Blog

Using machine learning to build a dialect classifier

Jan 17, 2021 | 5 minutes read

dialect-classifier

As a linguist, I have always been curious about how computers can make sense of texts that combine different languages or language varieties. Therefore, I decided to learn more about this and implemented a dialect classifier. That is, an algorithm that would take some text as input and would determine the language variety (or dialect) it represents. To find out how I did it, read this post or take a look at this Jupyter notebook with all the code!

The data

For this project, I used data in Spanish. Spanish is an official language in 20 countries, and it varies greatly from one country to another, which could be an advantage when training the model.

I used data from two different dialects or varieties: Spain and Mexico. The reason for this is that the greatest differences in terms of dialects occur between Spain and Latin American countries. Out of all Spanish-speaking countries in Latin America, I just happened to find more data from Mexico, but any other country would have equally worked. In the future, I expect to expand this project by adding data from other Spanish varieties.

Regarding the specifics of the dataset, it's very simple and it consists of Spanish movie subtitles. There are subtitles from 4 movies produced in Spain and 4 movies produced in Mexico. The movies are:

Dolor y Gloria (2019), Spain
Julieta (2016), Spain
La Piel que Habito (2011), Spain
Los Abrazos Rotos (2009), Spain
Cindy la Regia (2020), Mexico
Roma (2018), Mexico
La Dictadura Perfecta (2014), Mexico
Frida (2002), Mexico

movies

You can access the data here, which is in .csv format. The dataset has 4 columns:

Line: each subtitle line is numbered (this number restarts whenever the movie title changes).
Subtitle: the actual text from each subtitle line.
Movie: the title of the movie the subtitle line belongs to.
Country: country where the movie is from (either Spain or Mexico)

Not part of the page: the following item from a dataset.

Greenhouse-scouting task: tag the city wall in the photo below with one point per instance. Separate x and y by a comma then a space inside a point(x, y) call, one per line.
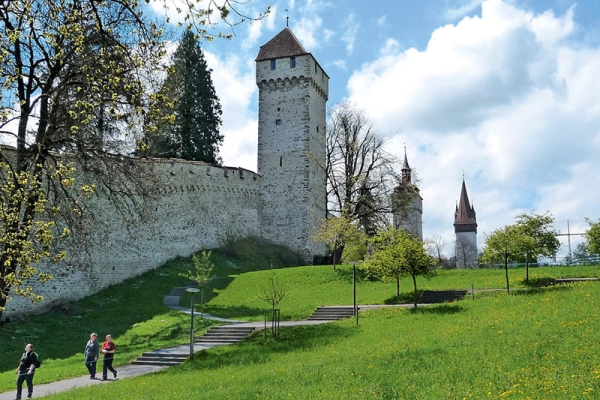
point(197, 206)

# First ten rows of the dataset

line,subtitle,movie,country,
1,Me gustarÍa ser un hombre,dolor_y_gloria,spain,
2,para baÑarme en el rÍo desnuda.,dolor_y_gloria,spain,
3,¡QuÉ valor!,dolor_y_gloria,spain,
4,"¡QuÉ cosas tienes, Rosita!",dolor_y_gloria,spain,
5,Di que sÍ.,dolor_y_gloria,spain,
6,Y que te dÉ bien el agua en todo el pepe.,dolor_y_gloria,spain,
7,"- ¡Hija mÍa, quÉ gusto!",dolor_y_gloria,spain,
8,"- Pues sÍ, pues sÍ.",dolor_y_gloria,spain,
9,"Oye, antes de echarte al agua,",dolor_y_gloria,spain,

I had to do some pre-processing to clean the data (using the pandas library and regex), as there were some issues with the spelling and punctuation of many of the subtitle lines.

The model

The goal of this project was to use machine learning to train a model that could determine whether a given sentence (i.e., subtitle line) represented the Spanish spoken in Spain or the Spanish spoken in Mexico.

For example, a sentence like está bien chiquito ("it's very small") is characteristic from Mexico, as speakers from Spain would use es muy pequeño instead (same meaning but different vocabulary). It is precisely these dialectal differences that I wanted my model to be able to recognize.

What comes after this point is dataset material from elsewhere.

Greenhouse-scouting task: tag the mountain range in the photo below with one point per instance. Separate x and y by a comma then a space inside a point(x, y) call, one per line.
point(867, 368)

Since the data I had was already labeled ('country' column), I used a classification algorithm. Even though there are several machine learning algorithms for classification, I decided to use a Naive Bayes classifier. These are a type of probabilistic model derived from Bayes' Theorem. I won't go into the details of the algorithm in this post, but you can find a nice explanation here or in the code I used. Basically, this model would calculate the probability of a sentence being from Mexico and the probability of a sentence being from Spain. Then, it would choose the option with the highest probability.

I used the sklearn library from Python to implement the model following the steps below.

Steps

I used label encoding for the 'country' column, which is required to later use our machine learning algorithm. Label encoding converts the labels ('Spain' and 'Mexico') into numbers (0 and 1), as that is considered machine-readable form. To do this, I used LabelEncoder() from scikit-learn.

label_encoder = preprocessing.LabelEncoder()
df['country'] = label_encoder.fit_transform(df['country'])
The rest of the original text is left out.